De qualquer maneira, o poder das imagens literárias de Poe é tão
forte que pequenos problemas de traslado não desdouram inteiramente
os textos. As versões
cinematográficas dos contos de Poe em Histórias
extraordinárias são curiosas e desiguais. O filme é hoje
mais uma peça histórica do que uma realização
artisticamente importante, embora a excelência de alguns nomes envolvidos. Em Metzengerstein o francês Roger Vadim passeia numa reconstituição
de época por seu habitual cinema de superficialidade e vazio. Tudo é muito
bonitinho, muito charmoso. Jane Fonda, então mulher de Vadim, vaga com
seu talento pelos cenários do tempo. O ritmo cinematográfico, lento
e estudado, obedecia a certos padrões da época e hoje não
logra impressionar mesmo o espectador mais disposto. Contemplativo e sem seiva,
o filme serve para que Vadim transforme o universo austero de Poe (lembremos
que o conto cita como epígrafe uma frase em latim do criador do protestantismo,
o alemão Martinho Lutero) num desfilar de orgias: Jane passa o tempo todo
seminua, assim como o erotismo superficial é a base de mais esta aventura
cinematográfica de Vadim. “O horror e a fatalidade têm tido
livre curso em todos os tempos. Por que então datar esta estória
que vou contar?” De fato: a atemporalidade é a nota de todos os
episódios de Histórias extraordinárias. Diferentemente
se passa com o francês Louis Malle e seu William
Wilson.
Se Vadim é fácil demais em sua transfiguração de
Poe em cinema, Malle exerce seu conhecido rigor. Valendo-se das qualidades de
estrelas e intérpretes de Alain Delon e Brigitte Bardot, dois ícones
do cinema francês e europeu nos anos 60, Malle tem um momento básico
de seu estilo de filmar no jogo de cartas entre as personagens dos dois atores.

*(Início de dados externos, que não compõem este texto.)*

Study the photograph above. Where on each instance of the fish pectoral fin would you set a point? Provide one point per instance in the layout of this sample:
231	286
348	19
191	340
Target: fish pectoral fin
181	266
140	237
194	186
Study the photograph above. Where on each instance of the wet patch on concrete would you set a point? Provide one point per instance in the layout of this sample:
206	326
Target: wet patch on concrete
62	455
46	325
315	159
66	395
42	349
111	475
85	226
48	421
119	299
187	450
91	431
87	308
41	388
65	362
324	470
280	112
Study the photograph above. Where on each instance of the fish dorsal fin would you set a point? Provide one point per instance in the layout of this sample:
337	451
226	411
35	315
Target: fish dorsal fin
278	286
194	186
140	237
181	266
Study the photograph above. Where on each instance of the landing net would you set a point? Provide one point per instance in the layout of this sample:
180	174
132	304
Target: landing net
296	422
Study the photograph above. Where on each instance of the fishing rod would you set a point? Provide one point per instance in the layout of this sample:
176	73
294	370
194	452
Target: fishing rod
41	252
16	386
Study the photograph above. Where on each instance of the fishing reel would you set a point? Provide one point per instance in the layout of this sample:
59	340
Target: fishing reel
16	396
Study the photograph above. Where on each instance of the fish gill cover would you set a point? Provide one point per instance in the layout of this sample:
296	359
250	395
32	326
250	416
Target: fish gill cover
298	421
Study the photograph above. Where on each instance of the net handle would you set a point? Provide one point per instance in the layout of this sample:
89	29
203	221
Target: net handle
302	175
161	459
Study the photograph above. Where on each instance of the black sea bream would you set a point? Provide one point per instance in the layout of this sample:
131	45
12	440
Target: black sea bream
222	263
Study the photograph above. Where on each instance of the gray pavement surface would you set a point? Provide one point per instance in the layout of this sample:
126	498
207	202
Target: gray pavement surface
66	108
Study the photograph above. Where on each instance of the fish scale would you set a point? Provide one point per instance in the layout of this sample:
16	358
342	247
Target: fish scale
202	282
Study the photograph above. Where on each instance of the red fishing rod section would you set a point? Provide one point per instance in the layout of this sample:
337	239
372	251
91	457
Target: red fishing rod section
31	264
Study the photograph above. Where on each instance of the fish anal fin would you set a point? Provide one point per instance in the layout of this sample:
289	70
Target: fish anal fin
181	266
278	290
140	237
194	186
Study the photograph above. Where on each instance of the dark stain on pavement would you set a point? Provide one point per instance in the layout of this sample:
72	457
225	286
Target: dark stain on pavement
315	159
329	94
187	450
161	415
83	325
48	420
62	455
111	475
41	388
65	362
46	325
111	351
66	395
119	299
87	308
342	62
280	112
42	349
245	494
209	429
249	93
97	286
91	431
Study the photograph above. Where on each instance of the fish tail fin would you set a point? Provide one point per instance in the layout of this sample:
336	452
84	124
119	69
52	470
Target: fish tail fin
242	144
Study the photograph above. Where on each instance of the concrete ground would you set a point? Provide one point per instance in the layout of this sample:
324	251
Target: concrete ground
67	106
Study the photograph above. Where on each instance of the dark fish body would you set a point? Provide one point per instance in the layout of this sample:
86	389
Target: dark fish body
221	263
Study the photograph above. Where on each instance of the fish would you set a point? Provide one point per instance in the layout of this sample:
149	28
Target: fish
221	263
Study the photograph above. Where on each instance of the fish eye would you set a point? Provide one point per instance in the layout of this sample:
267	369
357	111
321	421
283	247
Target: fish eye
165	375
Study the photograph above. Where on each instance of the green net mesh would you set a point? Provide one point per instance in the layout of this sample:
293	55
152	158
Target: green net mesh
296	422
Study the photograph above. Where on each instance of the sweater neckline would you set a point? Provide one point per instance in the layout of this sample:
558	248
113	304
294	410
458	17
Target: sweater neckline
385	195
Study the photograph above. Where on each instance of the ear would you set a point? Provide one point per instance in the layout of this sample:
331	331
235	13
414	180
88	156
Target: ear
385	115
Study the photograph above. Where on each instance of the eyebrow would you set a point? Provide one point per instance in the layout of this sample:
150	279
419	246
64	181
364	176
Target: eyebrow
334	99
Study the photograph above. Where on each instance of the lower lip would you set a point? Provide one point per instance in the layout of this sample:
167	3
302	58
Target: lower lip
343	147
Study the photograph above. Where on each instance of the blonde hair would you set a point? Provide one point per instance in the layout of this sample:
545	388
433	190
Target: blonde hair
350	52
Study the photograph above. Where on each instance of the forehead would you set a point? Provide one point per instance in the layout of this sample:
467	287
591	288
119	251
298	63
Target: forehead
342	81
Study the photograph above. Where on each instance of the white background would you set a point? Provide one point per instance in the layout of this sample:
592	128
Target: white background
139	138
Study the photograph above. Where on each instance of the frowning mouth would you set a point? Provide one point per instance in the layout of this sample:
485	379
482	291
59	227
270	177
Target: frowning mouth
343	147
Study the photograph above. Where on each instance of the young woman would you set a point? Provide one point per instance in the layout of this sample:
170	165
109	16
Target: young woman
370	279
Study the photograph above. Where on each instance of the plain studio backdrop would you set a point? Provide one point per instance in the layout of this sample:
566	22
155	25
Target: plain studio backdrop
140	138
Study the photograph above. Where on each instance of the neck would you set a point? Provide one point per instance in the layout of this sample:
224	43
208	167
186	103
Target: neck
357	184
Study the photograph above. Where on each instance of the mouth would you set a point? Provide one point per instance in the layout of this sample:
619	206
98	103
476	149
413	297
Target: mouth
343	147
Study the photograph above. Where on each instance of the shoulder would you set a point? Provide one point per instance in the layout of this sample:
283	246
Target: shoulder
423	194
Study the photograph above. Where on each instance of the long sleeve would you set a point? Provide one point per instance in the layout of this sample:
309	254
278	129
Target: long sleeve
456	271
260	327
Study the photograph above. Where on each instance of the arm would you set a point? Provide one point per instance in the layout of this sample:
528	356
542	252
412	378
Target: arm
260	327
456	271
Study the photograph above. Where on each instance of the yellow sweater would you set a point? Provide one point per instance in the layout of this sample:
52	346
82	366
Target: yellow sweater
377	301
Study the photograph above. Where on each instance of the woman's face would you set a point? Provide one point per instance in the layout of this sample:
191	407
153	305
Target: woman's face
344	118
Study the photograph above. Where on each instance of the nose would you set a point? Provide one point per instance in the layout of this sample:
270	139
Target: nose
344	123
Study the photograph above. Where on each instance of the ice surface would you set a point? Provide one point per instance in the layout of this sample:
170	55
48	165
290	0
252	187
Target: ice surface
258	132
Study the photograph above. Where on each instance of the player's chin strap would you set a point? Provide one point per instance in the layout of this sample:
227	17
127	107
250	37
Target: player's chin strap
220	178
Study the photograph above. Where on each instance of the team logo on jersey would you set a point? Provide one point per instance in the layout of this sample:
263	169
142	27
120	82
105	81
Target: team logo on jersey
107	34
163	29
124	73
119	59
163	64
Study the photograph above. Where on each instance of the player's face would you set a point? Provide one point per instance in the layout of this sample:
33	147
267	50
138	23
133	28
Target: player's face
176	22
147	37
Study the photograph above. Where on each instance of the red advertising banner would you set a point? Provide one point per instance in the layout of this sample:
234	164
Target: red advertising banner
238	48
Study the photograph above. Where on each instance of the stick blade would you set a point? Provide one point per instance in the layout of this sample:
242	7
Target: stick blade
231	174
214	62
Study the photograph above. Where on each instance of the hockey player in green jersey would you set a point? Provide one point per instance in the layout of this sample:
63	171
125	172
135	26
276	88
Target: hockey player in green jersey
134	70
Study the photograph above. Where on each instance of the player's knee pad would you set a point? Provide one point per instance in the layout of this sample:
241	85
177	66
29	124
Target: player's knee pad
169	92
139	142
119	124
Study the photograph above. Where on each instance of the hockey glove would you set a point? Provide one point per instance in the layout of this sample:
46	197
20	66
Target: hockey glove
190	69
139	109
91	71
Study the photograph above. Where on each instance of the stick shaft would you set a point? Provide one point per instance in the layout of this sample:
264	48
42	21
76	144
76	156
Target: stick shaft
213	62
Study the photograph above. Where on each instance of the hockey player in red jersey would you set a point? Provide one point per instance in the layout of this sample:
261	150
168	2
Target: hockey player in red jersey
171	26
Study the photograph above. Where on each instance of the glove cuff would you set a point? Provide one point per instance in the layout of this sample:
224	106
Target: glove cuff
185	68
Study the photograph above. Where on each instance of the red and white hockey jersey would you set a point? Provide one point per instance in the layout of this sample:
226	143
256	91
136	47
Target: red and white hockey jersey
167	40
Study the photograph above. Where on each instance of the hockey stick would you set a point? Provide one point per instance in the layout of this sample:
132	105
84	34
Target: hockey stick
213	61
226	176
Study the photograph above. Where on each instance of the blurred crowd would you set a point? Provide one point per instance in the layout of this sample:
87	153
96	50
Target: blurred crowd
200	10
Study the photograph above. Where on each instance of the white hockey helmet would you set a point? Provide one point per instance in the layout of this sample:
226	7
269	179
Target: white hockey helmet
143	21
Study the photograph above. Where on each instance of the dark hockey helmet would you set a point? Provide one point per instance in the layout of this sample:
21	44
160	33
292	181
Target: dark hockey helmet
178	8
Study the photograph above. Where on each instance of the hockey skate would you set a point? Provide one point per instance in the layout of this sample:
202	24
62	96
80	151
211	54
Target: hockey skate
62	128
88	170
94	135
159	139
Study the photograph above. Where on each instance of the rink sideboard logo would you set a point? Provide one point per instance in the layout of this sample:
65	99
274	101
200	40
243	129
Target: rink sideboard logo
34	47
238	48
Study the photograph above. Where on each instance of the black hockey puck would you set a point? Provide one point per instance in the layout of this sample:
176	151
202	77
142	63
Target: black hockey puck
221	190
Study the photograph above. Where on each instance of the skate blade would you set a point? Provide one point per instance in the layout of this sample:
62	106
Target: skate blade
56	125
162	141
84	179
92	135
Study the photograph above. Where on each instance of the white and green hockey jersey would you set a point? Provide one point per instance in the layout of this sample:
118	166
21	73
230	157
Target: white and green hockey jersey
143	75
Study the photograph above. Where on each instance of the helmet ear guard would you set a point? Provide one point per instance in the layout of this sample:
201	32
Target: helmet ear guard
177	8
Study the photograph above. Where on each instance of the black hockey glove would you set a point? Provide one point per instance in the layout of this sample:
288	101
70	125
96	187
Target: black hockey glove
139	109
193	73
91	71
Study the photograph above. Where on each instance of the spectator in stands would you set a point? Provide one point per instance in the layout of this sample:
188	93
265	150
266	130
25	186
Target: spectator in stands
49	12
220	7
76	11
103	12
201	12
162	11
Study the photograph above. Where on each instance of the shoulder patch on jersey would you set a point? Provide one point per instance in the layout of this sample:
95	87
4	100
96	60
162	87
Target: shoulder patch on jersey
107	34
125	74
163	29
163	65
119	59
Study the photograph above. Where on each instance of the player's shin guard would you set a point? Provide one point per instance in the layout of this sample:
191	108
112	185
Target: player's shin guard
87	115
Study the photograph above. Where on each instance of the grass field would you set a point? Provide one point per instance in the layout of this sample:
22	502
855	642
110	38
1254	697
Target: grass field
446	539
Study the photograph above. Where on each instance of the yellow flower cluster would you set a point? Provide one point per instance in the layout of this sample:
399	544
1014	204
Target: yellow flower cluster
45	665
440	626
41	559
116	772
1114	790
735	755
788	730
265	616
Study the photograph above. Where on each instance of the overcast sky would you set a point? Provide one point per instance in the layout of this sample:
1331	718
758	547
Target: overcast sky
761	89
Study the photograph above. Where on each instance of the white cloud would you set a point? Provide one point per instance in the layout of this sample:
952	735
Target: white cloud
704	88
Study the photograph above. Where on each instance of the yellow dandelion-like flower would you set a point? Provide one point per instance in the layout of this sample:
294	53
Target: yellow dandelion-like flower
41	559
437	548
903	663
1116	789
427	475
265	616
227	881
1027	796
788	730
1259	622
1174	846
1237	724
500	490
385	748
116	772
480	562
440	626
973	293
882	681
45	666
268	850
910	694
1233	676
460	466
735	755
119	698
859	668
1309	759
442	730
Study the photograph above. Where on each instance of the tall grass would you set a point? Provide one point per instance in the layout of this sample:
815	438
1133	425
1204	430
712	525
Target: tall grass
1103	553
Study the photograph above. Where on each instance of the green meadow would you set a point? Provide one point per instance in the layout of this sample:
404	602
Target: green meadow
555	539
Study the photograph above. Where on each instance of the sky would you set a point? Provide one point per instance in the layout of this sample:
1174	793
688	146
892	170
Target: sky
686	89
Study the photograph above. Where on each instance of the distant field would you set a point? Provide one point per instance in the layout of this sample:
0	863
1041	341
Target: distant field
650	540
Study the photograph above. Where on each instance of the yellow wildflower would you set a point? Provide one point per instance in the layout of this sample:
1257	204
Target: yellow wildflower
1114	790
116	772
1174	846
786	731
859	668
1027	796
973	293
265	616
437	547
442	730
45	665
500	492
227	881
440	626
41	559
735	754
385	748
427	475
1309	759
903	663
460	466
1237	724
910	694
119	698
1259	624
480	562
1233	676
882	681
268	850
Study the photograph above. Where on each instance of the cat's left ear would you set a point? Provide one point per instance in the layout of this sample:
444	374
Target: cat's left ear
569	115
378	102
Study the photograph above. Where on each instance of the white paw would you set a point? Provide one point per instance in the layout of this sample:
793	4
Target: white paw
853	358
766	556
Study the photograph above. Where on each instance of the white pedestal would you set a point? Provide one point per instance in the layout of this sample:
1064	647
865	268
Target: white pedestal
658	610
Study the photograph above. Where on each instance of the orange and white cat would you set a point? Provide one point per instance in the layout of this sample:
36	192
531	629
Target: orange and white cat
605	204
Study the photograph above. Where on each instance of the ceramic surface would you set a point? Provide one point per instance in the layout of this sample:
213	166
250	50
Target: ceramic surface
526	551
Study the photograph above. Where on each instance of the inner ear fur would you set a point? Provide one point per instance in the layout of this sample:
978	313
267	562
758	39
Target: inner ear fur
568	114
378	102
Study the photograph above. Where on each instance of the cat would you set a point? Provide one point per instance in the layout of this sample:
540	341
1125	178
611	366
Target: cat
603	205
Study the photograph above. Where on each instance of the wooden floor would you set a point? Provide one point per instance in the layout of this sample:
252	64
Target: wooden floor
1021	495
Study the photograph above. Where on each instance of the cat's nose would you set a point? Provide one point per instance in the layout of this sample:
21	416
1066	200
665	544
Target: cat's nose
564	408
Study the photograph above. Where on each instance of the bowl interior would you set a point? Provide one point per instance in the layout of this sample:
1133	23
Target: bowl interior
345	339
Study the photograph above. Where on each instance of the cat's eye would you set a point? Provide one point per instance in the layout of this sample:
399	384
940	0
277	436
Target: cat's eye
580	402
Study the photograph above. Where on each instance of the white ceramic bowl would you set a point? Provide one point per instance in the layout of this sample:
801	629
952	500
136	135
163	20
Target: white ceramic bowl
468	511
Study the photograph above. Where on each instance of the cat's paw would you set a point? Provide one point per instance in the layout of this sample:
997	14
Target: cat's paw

A tensão e as reviravoltas da seqüência estimulam o gosto cinematográfico
do espectador. Uma das cenas iniciais no colégio parecem antecipar o despojamento
interior de Adeus, meninos (1987), uma das obras-primas do diretor. Mesmo assim,
não se pode dizer que William Wilson se coloca entre as melhores coisas
saídas da mão de Malle. “e, na minha morte, vê por
estas imagens, que é a tua própria imagem, quão completamente
assassinaste a ti mesmo!” Assim, Malle reflexiona indiretamente sobre o
suicídio e seus mistérios, algo que o absorvera em Trinta
anos esta noite (1963). Se Poe
ajusta contas com seus críticos literários no conto Nunca
aposte sua cabeça com o diabo, a verdade é que o cineasta italiano
Federico Fellini, em Toby Dammit, o episódio cinematográfico do
conto extraído, põe para fora sua obsessão por discutir
a encenação fílmica, obsessão que ele engendrara
a partir de Oito e meio (1963). Toby Dammit está incrustado numa encruzilhada
perigosa do cinema de Fellini, aquela representada por Julieta dos
espíritos (1965) e Satyricon (1969), em que o derrame de símbolos grotescos na tela
parecia indicar uma incômoda exacerbação formal –o
vazio formalista avaliado por seus críticos. Diziam que, como o cineasta
Guido Anselmi de Oito e meio, Fellini nada mais tinha para dizer: ficava a repetir
interminavelmente suas escleroses visuais. De fato: Toby Dammit é, dos
três episódios, o que mais se desvia do texto de Poe. Em Fellini
a personagem é um ator inglês que chega a Roma para um filme; o
bombardeio dos repórteres, fazendo complicadíssimos questionamentos
estéticos a um simples ator, assemelha-se demais à cena com a personagem
de Anita Ekberg em A doce vida (1960), uma estrela sueca que desembarca em Roma
para um filme. Até que o divertimento grotesco de Fellini funciona: sua
câmara inquieta e pessoal, seu universo de seres estranhos são um
alento para os fellinianos empedernidos. Porém ainda não é suficiente
para elevar Histórias extraordinárias a um nível mais alto
do que uma curiosidade histórica. Se Vadim
simboliza a vacuidade, Malle o rigor formal e Fellini
a exuberância
das imagens, voltemos a Poe para topar o horror e a fatalidade. E a solidão
da alma, como diz o verso inicial do poema “Espíritos dos mortos”.
Da memória do cinemaníaco que assina estas linhas surge a convicção
de que nenhum filme terá captado tão bem o espírito malévolo
e gótico das narrativas de Poe quanto o italiano Almas perdidas (1976),
de Dino Risi, curiosamente uma história original de Risi que nada tem
que ver com texto algum de Poe, e contava com Vittorio Gassman e Catherine Deneuve
no auge de sua potência interpretativa. (por Eron Fagundes).